In this case "translation" was from short story to play. John Biguenet, journalist, novelist, playwright, and an editor, along with poet Sidney Wade, of the Center's 2008 collection of translations, STRANGE HARBORS, is still living with anger and grief over the Katrina disaster. The first floor of his home, with his library and manuscripts, was flooded. With great difficulty he sent out news bulletins from the disaster zone. The home of the director of his new play, RISING WATER, Ryan Rilette, was also flooded. Angrily, Biguenet asked repeatedly, "Why were 1,000 American citizens killed and a great city destroyed?"

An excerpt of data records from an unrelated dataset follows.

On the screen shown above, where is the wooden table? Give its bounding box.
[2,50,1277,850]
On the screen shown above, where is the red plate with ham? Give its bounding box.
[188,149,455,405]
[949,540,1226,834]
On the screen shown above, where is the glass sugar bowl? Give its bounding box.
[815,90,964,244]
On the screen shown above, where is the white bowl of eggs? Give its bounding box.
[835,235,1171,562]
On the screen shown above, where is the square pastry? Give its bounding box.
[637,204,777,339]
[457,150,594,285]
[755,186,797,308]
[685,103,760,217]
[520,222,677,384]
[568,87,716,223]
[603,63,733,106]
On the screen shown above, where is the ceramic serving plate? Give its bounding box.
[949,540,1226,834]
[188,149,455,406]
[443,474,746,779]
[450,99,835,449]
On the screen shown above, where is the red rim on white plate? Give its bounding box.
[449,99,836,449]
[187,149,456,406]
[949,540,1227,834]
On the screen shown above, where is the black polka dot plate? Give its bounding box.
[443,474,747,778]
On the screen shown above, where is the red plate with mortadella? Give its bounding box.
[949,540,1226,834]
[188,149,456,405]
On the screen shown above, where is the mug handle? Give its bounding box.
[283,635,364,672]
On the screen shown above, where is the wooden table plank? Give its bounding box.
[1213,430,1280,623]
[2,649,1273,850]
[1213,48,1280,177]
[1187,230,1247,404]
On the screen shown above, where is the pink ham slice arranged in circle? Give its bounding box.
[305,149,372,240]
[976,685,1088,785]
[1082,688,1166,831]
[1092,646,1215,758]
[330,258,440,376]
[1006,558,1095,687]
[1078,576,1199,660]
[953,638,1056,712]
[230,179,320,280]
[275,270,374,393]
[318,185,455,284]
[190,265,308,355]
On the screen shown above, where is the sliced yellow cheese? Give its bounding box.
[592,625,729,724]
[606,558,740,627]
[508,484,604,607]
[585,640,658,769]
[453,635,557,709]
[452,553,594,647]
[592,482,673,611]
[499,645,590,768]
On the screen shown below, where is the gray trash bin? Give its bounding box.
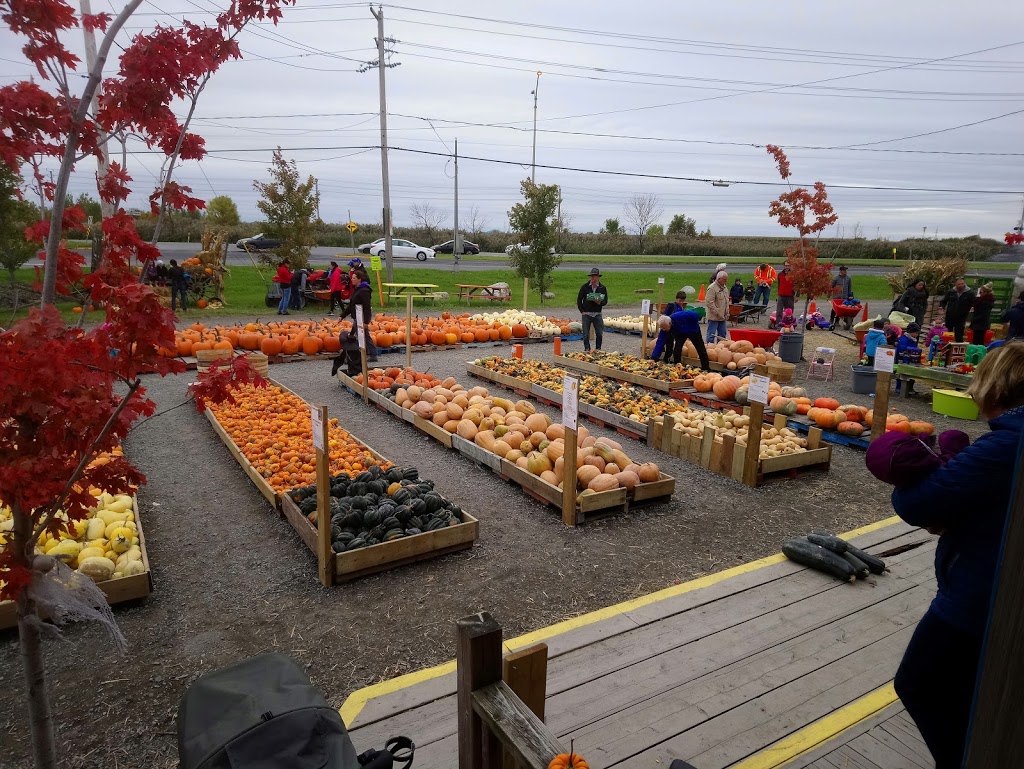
[851,365,878,395]
[778,333,803,364]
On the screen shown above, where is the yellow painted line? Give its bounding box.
[338,515,903,726]
[730,682,899,769]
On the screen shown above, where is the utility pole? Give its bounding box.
[364,5,398,282]
[348,208,355,253]
[453,138,460,271]
[530,71,541,181]
[80,0,114,220]
[556,185,562,252]
[315,179,320,221]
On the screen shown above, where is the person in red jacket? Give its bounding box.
[273,259,292,315]
[327,261,348,316]
[775,264,795,320]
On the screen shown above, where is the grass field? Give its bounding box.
[5,265,900,323]
[468,253,1017,270]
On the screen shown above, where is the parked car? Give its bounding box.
[357,238,384,255]
[370,238,435,261]
[432,239,480,255]
[236,233,281,251]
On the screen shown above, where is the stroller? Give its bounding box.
[806,310,832,330]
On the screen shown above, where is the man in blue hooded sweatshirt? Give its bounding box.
[650,292,709,370]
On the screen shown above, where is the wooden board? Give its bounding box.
[279,493,478,582]
[554,353,691,393]
[0,495,153,630]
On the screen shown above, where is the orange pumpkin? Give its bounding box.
[445,332,459,344]
[474,328,490,342]
[712,375,742,400]
[281,337,301,355]
[511,324,529,338]
[461,331,475,343]
[301,336,322,355]
[196,298,208,309]
[908,420,934,435]
[549,753,589,769]
[498,325,514,340]
[260,336,283,356]
[837,421,864,437]
[693,375,714,393]
[430,330,446,345]
[813,397,841,410]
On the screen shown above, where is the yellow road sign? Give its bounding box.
[346,222,358,233]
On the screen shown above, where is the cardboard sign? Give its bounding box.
[874,346,896,373]
[311,405,325,452]
[641,299,651,315]
[355,313,366,349]
[562,375,580,430]
[370,254,382,272]
[748,374,771,405]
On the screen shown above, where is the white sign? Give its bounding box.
[355,313,366,349]
[748,374,771,405]
[874,346,896,373]
[562,375,580,430]
[641,299,651,316]
[657,277,665,285]
[311,405,325,452]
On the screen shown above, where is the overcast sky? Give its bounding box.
[3,0,1024,239]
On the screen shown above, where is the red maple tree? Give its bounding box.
[766,145,839,346]
[0,2,287,765]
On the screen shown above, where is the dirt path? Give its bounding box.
[0,319,983,767]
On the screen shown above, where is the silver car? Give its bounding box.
[371,238,435,261]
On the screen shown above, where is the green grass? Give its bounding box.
[464,253,1017,270]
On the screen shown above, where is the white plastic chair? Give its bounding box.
[806,347,836,382]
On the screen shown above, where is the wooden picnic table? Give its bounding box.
[382,282,440,305]
[455,284,511,304]
[893,363,973,397]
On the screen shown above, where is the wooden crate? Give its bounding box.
[0,495,153,630]
[647,413,832,487]
[279,494,478,582]
[553,353,692,393]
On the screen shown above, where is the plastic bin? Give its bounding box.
[778,332,803,363]
[932,389,979,420]
[851,365,878,395]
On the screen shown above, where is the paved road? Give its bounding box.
[46,242,1020,276]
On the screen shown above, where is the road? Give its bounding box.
[47,242,1020,275]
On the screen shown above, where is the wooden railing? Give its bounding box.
[457,612,566,769]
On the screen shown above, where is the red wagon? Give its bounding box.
[831,299,861,330]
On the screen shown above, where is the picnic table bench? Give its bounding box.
[455,284,511,304]
[382,282,440,305]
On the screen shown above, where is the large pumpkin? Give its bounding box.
[769,396,798,416]
[813,397,841,410]
[511,324,529,338]
[837,421,864,437]
[734,386,750,406]
[908,420,935,435]
[712,375,742,400]
[693,376,714,393]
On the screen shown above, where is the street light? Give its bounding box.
[531,71,541,181]
[711,180,730,188]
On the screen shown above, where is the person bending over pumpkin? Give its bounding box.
[650,293,710,370]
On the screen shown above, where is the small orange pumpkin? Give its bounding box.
[549,753,589,769]
[511,323,529,338]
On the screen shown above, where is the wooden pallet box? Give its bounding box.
[0,495,153,630]
[554,353,692,393]
[279,493,478,582]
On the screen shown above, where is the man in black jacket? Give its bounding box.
[168,259,188,312]
[577,268,608,352]
[940,278,974,342]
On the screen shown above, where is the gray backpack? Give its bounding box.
[177,652,412,769]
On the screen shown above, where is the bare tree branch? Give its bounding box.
[622,194,663,253]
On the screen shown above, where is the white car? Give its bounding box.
[370,238,435,261]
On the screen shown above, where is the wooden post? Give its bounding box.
[742,364,767,487]
[562,429,577,527]
[314,405,334,587]
[641,314,649,359]
[405,293,413,371]
[502,643,549,769]
[870,371,891,441]
[964,435,1024,767]
[457,612,503,769]
[523,278,529,312]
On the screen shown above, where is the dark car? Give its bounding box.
[236,233,281,251]
[432,239,480,255]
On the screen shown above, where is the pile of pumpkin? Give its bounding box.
[378,371,663,496]
[208,383,392,493]
[354,367,445,391]
[604,314,648,332]
[563,351,703,381]
[668,408,810,459]
[468,310,567,336]
[473,357,688,424]
[0,451,145,587]
[693,373,801,404]
[693,339,782,368]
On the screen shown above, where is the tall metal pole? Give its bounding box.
[530,71,541,181]
[348,208,355,253]
[453,138,460,270]
[370,5,394,281]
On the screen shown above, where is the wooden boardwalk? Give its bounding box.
[343,519,935,769]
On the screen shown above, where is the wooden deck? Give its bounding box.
[342,518,935,769]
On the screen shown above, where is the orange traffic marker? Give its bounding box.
[809,301,817,315]
[698,283,706,301]
[862,302,869,321]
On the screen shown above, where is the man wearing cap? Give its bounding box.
[940,277,974,342]
[705,270,730,343]
[577,268,608,351]
[830,265,854,324]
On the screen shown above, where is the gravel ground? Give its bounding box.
[0,306,986,767]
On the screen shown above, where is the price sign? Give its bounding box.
[370,254,382,272]
[748,374,771,405]
[346,221,358,233]
[355,312,366,349]
[641,299,651,315]
[874,346,896,373]
[657,277,665,285]
[562,375,580,430]
[311,405,325,452]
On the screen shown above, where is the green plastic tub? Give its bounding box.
[932,388,979,421]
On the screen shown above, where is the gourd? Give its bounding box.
[636,463,660,482]
[545,423,565,441]
[614,470,640,491]
[769,396,797,416]
[474,431,497,452]
[78,556,115,582]
[712,375,741,400]
[588,473,619,492]
[734,386,750,406]
[524,413,550,433]
[526,451,552,475]
[782,540,855,582]
[457,419,478,439]
[109,526,133,554]
[412,401,434,419]
[836,421,864,437]
[492,440,513,458]
[86,517,106,541]
[576,465,601,487]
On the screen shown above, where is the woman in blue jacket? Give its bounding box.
[889,342,1024,768]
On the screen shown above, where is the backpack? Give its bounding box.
[177,652,413,769]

[Best to click on VIEW ALL IMAGES]:


Biguenet stated that it was the fault of the U.S. Army Corps of Engineers, who did not want to lose the job of reinforcing the levees, and they kept secret that Congress had failed to give them sufficient funding to do the job properly. Biguenet described the tragedy of a destroyed city, followed by chaos in the city and in the psyches of everyone touched by the disaster. Much more than a city was destroyed.

Telling some of the horror stories about the ways people died, Mr. Buguenet came close to breaking down, and sometimes he cannot witness his own play.

He described how one couple went for a walk after the hurricane passed, as there is often pleasant weather just after the storm passes. They were walking down the street with their dog and were puzzled by the wall of fog they saw in the distance, rolling toward them, then realized it was a wall of water. They tried to make it back to their house, but soon they were up to their waist in water. Their house was elevated but by the time they were in the house, the water was up to their necks. They went up into their attic, and the water still rose so the husband broke out a vent and they climbed up onto the roof. They were there for a day with their dog, then a man came by in a boat and said he would give them a ride to a highway overpass above the water, but he would not take their dog. In the argument that followed, the man in the boat fell out of the boat, and the husband had to dive down in the deep water and save the man, who then was willing to take the dog along with the couple.

Some people who took refuge in their attics and were trapped there in the terrible August heat in New Orleans and died of dehydration.

Ryan Rilette, managing director of the Marin Theater Company, brought two actors, David and Sarah (didn't catch their last names) to read a portion of Mr. Biguenet's play. In RISING WATER, the first of three plays connected with Katrina, a couple is trapped in their attic, able to see the water below the grave-shaped door in the floor.

The Katrina disaster was destructive of relationships, said Mr. Biguenet, describing how one person left their partner saying: " I could love you any place in the world but not now in New Orleans."